Demystifying the Kubernetes Iceberg: Part 3

Kubernetes is like an iceberg. You learn the basics, only to see there is a lot more to learn. The more you learn, the more you see there is to know. This series of articles explains all the concepts listed in the “Kubernetes Iceberg” meme by Flant.

This is the third article of the “Demystifying the Kubernetes Iceberg” series. My goal for this series is to explain all concepts mentioned in the “Kubernetes Iceberg” meme by Flant.

You can find the first article here and the second one - here. I will publish one article each week until I complete the whole iceberg.

And this is the iceberg itself:

The Kubernetes Iceberg meme

In this article, I focus on Tier 4 of the Iceberg. Let’s go!

Tier 4

Load Balancing

Load Balancing as a concept means that you have multiple instances of a given workload, but you don’t access them directly. Instead, you access a load balancer/gateway/reverse proxy that decides which instance of your workload to call.

In Kubernetes, the same concept can be applied to Pods and Services.

In Tier 1, I explained how Services provide stable IP and networking to Pods that are ephemeral and can be replaced with other Pods (with different IPs) at any given time.

Services also provide Load Balancing between these Pods. A Service that represents 3 Pods will route traffic to these pods on a round-robin basis.

Service Discovery

Service Discovery is the way services in a micro-services architecture discover one another.

Outside of Kubernetes, a popular tool for service discovery is Eureka. It allows services to register themselves and serves as a centralized service registry.

Kubernetes makes service discovery in a slightly different way.

As we already mentioned, the construct that gives workloads stable IPs is Services. When you create a Service, it gets a stable IP and a domain name that is valid inside the Kubernetes cluster. All workloads running in that cluster can access that Service(and the Pods behind it) by its IP OR domain name.

PID namespace sharing

When running containers, they share the host Kernel, but at the same time, they are isolated from one another via cgroups and namespaces. PID Namespaces mean “Process ID Namespaces.” Each container has its own process namespaces, which means that one container cannot see the processes run by another container (even though they are running on the same host).

The same applies when running multiple containers in a Pod - they are isolated on the namespace level and do not see each other’s processes.

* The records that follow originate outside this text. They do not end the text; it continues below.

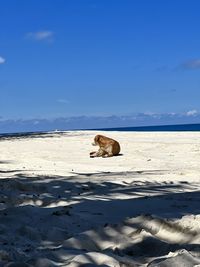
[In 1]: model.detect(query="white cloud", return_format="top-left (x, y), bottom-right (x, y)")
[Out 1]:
top-left (26, 31), bottom-right (54, 41)
top-left (181, 59), bottom-right (200, 70)
top-left (57, 99), bottom-right (69, 104)
top-left (0, 57), bottom-right (6, 64)
top-left (186, 109), bottom-right (198, 116)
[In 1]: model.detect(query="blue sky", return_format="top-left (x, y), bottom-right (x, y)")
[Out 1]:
top-left (0, 0), bottom-right (200, 131)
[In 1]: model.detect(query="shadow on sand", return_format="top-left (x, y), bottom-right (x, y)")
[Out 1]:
top-left (0, 170), bottom-right (200, 262)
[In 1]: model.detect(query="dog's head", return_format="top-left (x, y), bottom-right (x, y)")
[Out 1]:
top-left (92, 134), bottom-right (101, 146)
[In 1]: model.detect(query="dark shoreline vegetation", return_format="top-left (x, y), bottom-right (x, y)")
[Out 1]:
top-left (0, 123), bottom-right (200, 140)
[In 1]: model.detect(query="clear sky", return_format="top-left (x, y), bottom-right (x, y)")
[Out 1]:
top-left (0, 0), bottom-right (200, 125)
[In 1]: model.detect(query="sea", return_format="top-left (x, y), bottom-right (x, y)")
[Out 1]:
top-left (95, 123), bottom-right (200, 132)
top-left (0, 123), bottom-right (200, 139)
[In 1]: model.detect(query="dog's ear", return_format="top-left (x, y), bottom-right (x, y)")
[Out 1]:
top-left (94, 135), bottom-right (100, 143)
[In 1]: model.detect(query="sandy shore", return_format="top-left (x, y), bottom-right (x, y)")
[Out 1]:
top-left (0, 131), bottom-right (200, 267)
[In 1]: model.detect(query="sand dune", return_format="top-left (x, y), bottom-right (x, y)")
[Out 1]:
top-left (0, 131), bottom-right (200, 267)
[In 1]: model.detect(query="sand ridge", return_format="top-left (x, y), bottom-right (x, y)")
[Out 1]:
top-left (0, 131), bottom-right (200, 267)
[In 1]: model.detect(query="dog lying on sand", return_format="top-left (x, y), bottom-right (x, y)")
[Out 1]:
top-left (90, 134), bottom-right (120, 158)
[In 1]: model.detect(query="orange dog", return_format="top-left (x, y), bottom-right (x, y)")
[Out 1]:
top-left (90, 135), bottom-right (120, 158)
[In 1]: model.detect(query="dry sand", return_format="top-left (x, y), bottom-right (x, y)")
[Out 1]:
top-left (0, 131), bottom-right (200, 267)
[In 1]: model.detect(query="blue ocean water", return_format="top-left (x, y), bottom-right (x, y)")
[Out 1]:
top-left (0, 124), bottom-right (200, 139)
top-left (95, 124), bottom-right (200, 132)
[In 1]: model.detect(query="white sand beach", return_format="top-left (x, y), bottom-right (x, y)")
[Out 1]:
top-left (0, 131), bottom-right (200, 267)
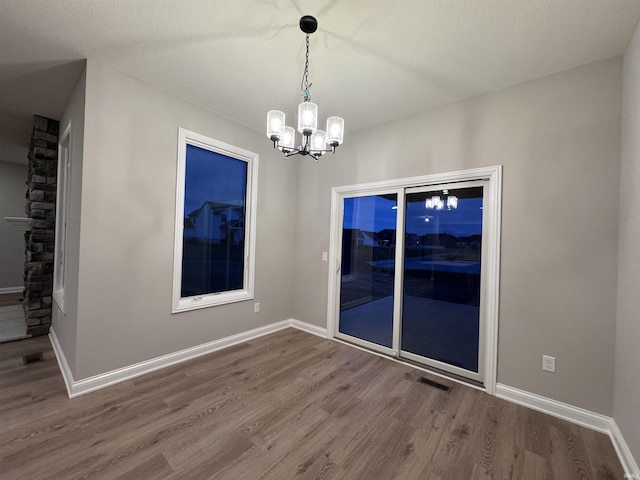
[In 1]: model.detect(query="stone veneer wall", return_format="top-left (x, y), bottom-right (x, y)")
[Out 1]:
top-left (22, 115), bottom-right (59, 336)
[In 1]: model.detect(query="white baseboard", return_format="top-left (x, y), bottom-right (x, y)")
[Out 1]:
top-left (496, 383), bottom-right (613, 433)
top-left (609, 419), bottom-right (640, 478)
top-left (0, 286), bottom-right (24, 295)
top-left (49, 325), bottom-right (73, 398)
top-left (49, 319), bottom-right (326, 398)
top-left (496, 384), bottom-right (640, 478)
top-left (288, 318), bottom-right (328, 338)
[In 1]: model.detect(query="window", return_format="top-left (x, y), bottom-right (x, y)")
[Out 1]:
top-left (172, 128), bottom-right (258, 313)
top-left (53, 123), bottom-right (71, 312)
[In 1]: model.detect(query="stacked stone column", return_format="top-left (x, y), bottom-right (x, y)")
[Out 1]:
top-left (22, 115), bottom-right (59, 336)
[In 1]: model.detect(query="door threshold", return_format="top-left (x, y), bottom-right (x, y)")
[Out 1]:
top-left (331, 337), bottom-right (487, 393)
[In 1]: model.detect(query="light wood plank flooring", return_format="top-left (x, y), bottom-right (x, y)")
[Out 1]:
top-left (0, 329), bottom-right (624, 480)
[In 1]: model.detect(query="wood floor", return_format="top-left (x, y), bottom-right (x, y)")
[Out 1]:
top-left (0, 329), bottom-right (624, 480)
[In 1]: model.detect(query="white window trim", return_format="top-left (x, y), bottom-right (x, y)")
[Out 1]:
top-left (327, 165), bottom-right (502, 395)
top-left (171, 128), bottom-right (259, 313)
top-left (53, 122), bottom-right (71, 313)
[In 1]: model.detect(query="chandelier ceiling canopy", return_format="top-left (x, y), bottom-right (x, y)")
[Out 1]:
top-left (267, 15), bottom-right (344, 161)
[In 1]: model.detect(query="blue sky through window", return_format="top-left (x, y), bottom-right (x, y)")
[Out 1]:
top-left (184, 145), bottom-right (247, 216)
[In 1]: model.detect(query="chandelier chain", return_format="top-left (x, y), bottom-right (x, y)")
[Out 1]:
top-left (300, 33), bottom-right (312, 102)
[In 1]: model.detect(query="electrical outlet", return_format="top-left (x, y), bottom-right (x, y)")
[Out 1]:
top-left (542, 355), bottom-right (556, 373)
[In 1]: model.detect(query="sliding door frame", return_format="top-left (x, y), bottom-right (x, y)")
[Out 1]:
top-left (327, 165), bottom-right (502, 395)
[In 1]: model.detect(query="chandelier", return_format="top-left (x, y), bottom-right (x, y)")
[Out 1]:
top-left (424, 190), bottom-right (458, 210)
top-left (267, 15), bottom-right (344, 162)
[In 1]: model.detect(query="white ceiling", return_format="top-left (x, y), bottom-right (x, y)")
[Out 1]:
top-left (0, 0), bottom-right (640, 161)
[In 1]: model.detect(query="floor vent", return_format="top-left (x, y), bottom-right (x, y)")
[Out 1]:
top-left (22, 352), bottom-right (44, 365)
top-left (418, 377), bottom-right (451, 392)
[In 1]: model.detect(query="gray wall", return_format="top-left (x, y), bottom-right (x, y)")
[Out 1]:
top-left (293, 58), bottom-right (622, 415)
top-left (613, 21), bottom-right (640, 462)
top-left (0, 160), bottom-right (27, 289)
top-left (65, 61), bottom-right (296, 380)
top-left (51, 64), bottom-right (86, 372)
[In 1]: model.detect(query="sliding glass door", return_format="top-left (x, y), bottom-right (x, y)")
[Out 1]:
top-left (334, 180), bottom-right (487, 383)
top-left (400, 183), bottom-right (484, 380)
top-left (338, 193), bottom-right (398, 351)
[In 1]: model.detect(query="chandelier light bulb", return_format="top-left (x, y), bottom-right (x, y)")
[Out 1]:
top-left (267, 110), bottom-right (285, 141)
top-left (327, 117), bottom-right (344, 147)
top-left (311, 130), bottom-right (327, 155)
top-left (298, 102), bottom-right (318, 134)
top-left (280, 127), bottom-right (296, 153)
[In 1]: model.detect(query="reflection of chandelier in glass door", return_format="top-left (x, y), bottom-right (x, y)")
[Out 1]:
top-left (424, 190), bottom-right (458, 210)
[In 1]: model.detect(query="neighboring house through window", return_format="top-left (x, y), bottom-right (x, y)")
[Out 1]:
top-left (172, 128), bottom-right (258, 313)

However, Kubernetes gives you the capability to make containers in the same Pod share the process namespaces (hence be able to see each other’s processes).

This can be done via setting a simple flag in the Pod spec - shareProcessNamespace to true.

Sharing the process namespace has several use-cases. For example, if you are deploying a sidecar that needs to be tightly integrated with the main container. Or, for debugging purposes - you can deploy a workload container that is stripped out of all the debugging tools and then run a sidecar container that has all the utilities you need and make them share the process namespace so that you can use the second container to debug the first one.

Hard and Soft Evictions

Evictions in Kubernetes mean that the kube-scheduler has removed a Pod from a Node. This can happen because the Node has gone over capacity on CPU, disk, or memory.

When starting the kube-scheduler, you can configure hard and soft eviction thresholds, which will tell Kubernetes under what conditions to perform the evictions.

Soft Evictions

Soft evictions mean that Kubernetes will give the Pods some grace period before terminating them. That period is configured via the eviction-soft-grace-period and eviction-max-pod-grace-period flags.

The conditions under which a soft eviction is done are configured via the eviction-soft property. For example, memory.available<1.5Gi value for the eviction-soft configuration means that Kubernetes will perform a soft eviction of a Pod if the available memory of a Node goes below 1.5 GB.

Hard Evictions

Hard evictions mean that Kubernetes will instantly terminate the Pods without any grace period. This is meant to happen in extreme cases where the Node’s resources are at such a low level that something must be done immediately; otherwise, the whole Node will fail.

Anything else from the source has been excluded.